Evidence-based medicine vs. the rising tide of hospitalists

Allocation of scarce resources in the health care economy drives investment in areas that yield the most bang for the buck.  That's the theory, anyway. 

This week's New England Journal of Medicine includes an article calling into question the value of the use of hospitalists
(in terms of system savings).  Savings, whether measured in dollars or inpatient days, were insignificant (statistically significant, but not significant in the real world).  This observational study looked at Premier data from 45 hospitals nationwide over a 2 1/2 year period.

The authors (Lindenauer, et al.) acknowledge that hospitalists as a group and as a specialty are here to stay (more than 12,000 practicing in the U.S. today), and emphasize that the question they are left with is how to make the best use of hospitalists so as to improve outcomes and quality of care.


This whole new specialty has come into being over the last ten years or so, buoyed by early claims in the literature that hospitalist care is both effective and effective and economical.  And now the latest study turns earlier learning on its head.  Of course, the conclusion includes the time-honored caveat: more study is needed.   

This issue comes to the fore at the same time as a related resource question -- how should physicians be paid for their services?  Part of the premise, all along, has been that hospitalists will save hospitals money; therefore, hospitalists' salaries are often subsidized in part by their institutions.
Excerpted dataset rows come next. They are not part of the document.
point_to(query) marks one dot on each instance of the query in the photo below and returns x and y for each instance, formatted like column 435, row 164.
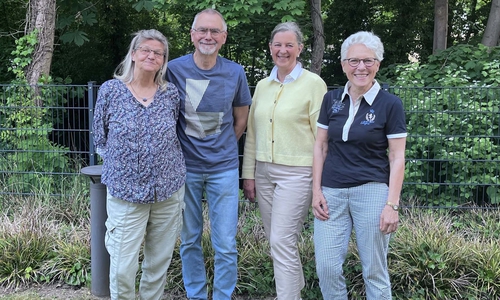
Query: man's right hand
column 249, row 189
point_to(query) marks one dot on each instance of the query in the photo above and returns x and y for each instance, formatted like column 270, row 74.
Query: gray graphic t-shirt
column 205, row 125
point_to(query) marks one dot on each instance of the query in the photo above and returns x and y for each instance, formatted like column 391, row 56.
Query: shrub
column 453, row 143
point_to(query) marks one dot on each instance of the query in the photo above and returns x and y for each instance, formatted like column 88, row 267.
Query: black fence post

These salaries are seen as being in need of supplementation, or subsidization, thanks to the proceduralist-skewed Medicare physician fee schedule (see, e.g., Roy Poses' RUC rant at Health Care Renewal) which  arguably undercompensates internal medicine.  The fee schedule is up for a 10% rollback January 1, though yet another Congressional waiver of the sustainable growth rate (SGR) rules is virtually guaranteed.

Perhaps some real change to the SGR will come next year, in which case hospitals may be able to let up on the subsidies to hospitalists.  The challenge will continue to be: how do we put hospitalists to work in a way that benefits patients and the system?